Ocean change: understanding and projecting the impacts of warming and acidification on natural and human systems (meeting session)

Building on the findings of IPCC AR5 (5th assessment report), the scientific conference “Our common future under climate change”, Paris, Unesco (7-10 July 2015), will present updated knowledge and address key issues concerning climate change in the broader context of global change.

The deadline for abstract submission is 2nd March, http://www.commonfuture-paris2015.org. When submitting your abstract, select the session “Ocean impacts”.

Session title: Ocean Change: Understanding and projecting the impacts of warming and acidification on natural and human systems

Conveners: Jean-Pierre Gattuso and Ove Hoegh-Guldberg

Structure of the session: 3 keynote talks of 15 min each including discussion followed by 4 talks of 10 min each including discussion.
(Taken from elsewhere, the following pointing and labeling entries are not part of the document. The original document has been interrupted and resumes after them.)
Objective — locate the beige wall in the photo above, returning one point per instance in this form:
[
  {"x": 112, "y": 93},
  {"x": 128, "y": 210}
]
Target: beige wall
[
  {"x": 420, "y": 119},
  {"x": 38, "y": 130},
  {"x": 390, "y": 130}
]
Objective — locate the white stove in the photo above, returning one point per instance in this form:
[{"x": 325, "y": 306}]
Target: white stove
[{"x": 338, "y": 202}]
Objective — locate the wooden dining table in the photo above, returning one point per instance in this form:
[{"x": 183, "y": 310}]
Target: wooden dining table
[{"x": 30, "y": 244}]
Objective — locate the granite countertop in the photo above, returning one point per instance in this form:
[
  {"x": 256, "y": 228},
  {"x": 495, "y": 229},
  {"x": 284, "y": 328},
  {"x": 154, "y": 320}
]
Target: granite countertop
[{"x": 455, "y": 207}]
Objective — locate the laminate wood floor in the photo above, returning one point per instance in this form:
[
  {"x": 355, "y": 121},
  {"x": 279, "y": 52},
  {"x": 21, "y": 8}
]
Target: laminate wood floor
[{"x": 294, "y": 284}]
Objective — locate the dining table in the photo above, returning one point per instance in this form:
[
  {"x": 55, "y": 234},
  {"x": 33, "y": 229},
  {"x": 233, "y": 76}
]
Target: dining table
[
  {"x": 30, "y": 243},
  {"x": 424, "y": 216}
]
Also: posters.

Keynote speakers: Jean-Pierre Gattuso, Ove Hoegh-Guldberg, and Hans-Otto Pörtner

The Ocean is critical to life on Earth through its regulation of atmospheric gases, stabilisation of planetary heat, and provision of food and resources to well over 3 billion people worldwide. Despite its importance, however, our understanding of its responses to key drivers such as ocean warming and acidification has been relatively limited. The recent consensus report from WGII of the IPCC AR5 significantly corrects this deficit by including a number of ocean-focused chapters for the first time. In doing so, AR5 has identified a plethora of fundamentally important changes that pose serious risks to components such as ecosystems, fisheries, and coastal livelihoods. This session brings together the latest IPCC consensus on the Ocean, and provides an integrated and updated perspective on the changes, risks and projections for both natural and human systems. Using information accumulated and the consensus achieved during the IPCC process, this session will also explore the implications of emission scenarios for key assets such as coral reefs, fisheries, mangroves and coastal processes. In doing so, a number of key questions will be discussed, such as: What will be the likely impacts of ocean warming and acidification on organisms, ecosystems and dependent human communities under different emission trajectories? Are there are significant adaptation and policy options available to the over 100 countries that have a significant dependence on ocean and coastal systems? The ensuing discussion will also facilitate the construction of key messages for the COP21 negotiation process on the Ocean and associated issues.